Asked about Schaeuble’s proposal, Knot said “more power is important as the euro crisis has shown.”
Finland and the Netherlands backed Germany at an Oct. 18-19 summit of European leaders in maneuvering that will climax at a Dec. 13-14 meeting to set deadlines -- possibly as long as a decade -- for a more united economy with more disciplined budget management and central oversight.
The EU has struggled to maintain the momentum of its June plan to spur investor confidence by putting the ECB in charge of lenders across the euro area and other nations that choose to sign on. Divisions have flared over the scope of the ECB’s authority and how losses would be shared.
The ECB is set to become the bloc’s main financial supervisor by Jan. 1, raising the prospect of direct aid to Spain’s banks during 2013, the 27 EU leaders agreed at the summit this month. The system will phase in and could cover all 6,000 euro-area banks by Jan. 1, 2014.

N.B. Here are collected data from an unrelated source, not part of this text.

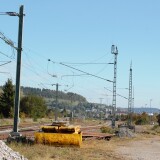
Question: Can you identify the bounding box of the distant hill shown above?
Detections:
[118,107,160,114]
[21,86,87,103]
[133,107,160,114]
[0,85,86,103]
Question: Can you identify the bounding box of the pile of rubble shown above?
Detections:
[0,140,28,160]
[118,127,136,138]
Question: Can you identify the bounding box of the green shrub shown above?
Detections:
[100,126,115,134]
[0,113,4,119]
[135,112,149,125]
[156,114,160,126]
[152,125,160,134]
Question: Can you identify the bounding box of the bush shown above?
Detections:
[0,113,4,119]
[19,112,26,122]
[20,95,47,118]
[33,115,38,122]
[156,114,160,126]
[120,114,128,121]
[152,125,160,134]
[135,112,149,125]
[100,126,115,134]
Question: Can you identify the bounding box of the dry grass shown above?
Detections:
[5,119,131,160]
[5,119,156,160]
[8,138,125,160]
[135,125,160,137]
[0,118,54,126]
[0,118,13,125]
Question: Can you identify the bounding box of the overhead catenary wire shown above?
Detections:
[47,59,57,77]
[59,62,113,83]
[0,61,11,66]
[2,44,114,84]
[0,15,53,89]
[0,50,15,59]
[61,62,113,65]
[12,49,54,83]
[61,51,112,66]
[23,50,50,77]
[104,87,128,100]
[89,52,111,63]
[38,83,52,90]
[21,45,114,79]
[22,46,50,63]
[61,55,114,76]
[0,51,52,87]
[0,31,17,50]
[61,74,87,79]
[0,41,115,96]
[21,63,51,82]
[94,64,110,76]
[0,71,10,74]
[94,56,114,75]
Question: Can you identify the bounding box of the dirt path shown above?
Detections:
[116,136,160,160]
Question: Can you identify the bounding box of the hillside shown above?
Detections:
[118,107,160,114]
[21,86,87,103]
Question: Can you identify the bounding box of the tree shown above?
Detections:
[20,95,47,119]
[0,79,14,118]
[156,114,160,126]
[61,107,68,117]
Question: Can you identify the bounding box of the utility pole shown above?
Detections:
[128,63,132,126]
[99,98,104,106]
[55,83,58,121]
[52,83,68,121]
[111,45,118,128]
[70,93,74,121]
[12,5,24,136]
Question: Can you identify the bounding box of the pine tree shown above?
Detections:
[0,79,14,118]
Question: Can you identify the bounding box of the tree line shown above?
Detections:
[1,79,160,126]
[0,79,87,120]
[21,86,86,102]
[0,79,47,119]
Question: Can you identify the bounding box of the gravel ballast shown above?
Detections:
[0,140,28,160]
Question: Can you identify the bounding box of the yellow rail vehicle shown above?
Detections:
[35,122,82,146]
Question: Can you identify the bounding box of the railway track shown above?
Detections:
[0,123,48,140]
[81,122,113,140]
[0,121,114,141]
[0,128,38,140]
[0,125,13,131]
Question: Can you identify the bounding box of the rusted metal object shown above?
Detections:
[82,132,114,141]
[0,133,8,140]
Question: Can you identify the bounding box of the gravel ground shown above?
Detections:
[0,140,28,160]
[116,136,160,160]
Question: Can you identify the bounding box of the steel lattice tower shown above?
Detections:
[111,45,118,127]
[132,86,134,114]
[128,63,132,126]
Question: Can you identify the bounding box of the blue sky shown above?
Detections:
[0,1,160,108]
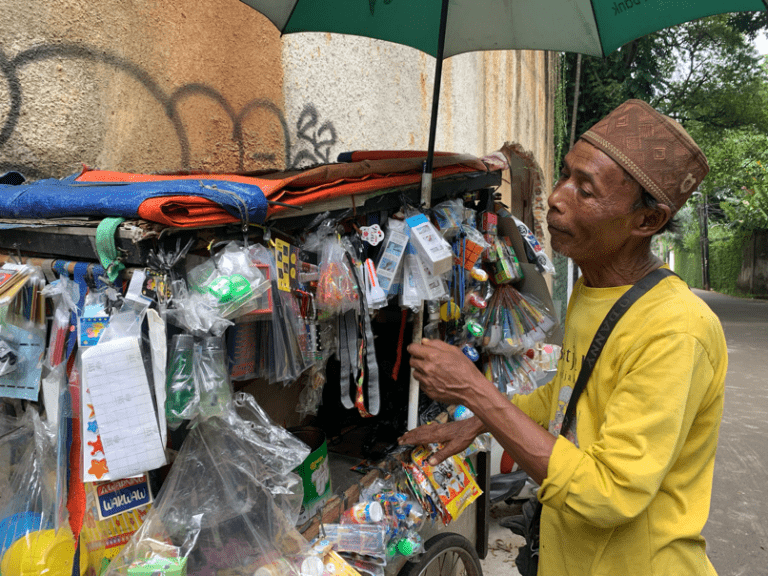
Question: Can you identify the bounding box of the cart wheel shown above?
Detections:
[398,533,483,576]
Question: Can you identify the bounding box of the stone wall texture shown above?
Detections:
[0,0,556,244]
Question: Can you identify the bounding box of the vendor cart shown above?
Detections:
[0,149,560,576]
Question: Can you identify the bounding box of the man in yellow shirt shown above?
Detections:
[400,99,727,575]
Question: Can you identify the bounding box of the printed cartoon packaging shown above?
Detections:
[81,475,153,574]
[410,446,482,523]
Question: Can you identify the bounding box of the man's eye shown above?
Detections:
[578,188,592,198]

“Everybody is in agreement with what needs to happen -- with the banking union we aim to break the cycle between the sovereigns and national banks,” Knot said. “Banks will become gradually under supervision in 2013 but the emphasis will be more at the end of 2013 than in the beginning as this is a very complex operation.”
Knot also said it is up to Spain to decide whether to apply for a bailout that would enable the country to use the ECB’s bond-purchasing program.
“A call from Spain on the rescue fund wouldn’t necessarily need to be seen as adding to the crisis,” Knot said. “At the moment, it is useful for the solution of the crisis that Spain seeks help here and there,” though “this is really up to Spain,” he said.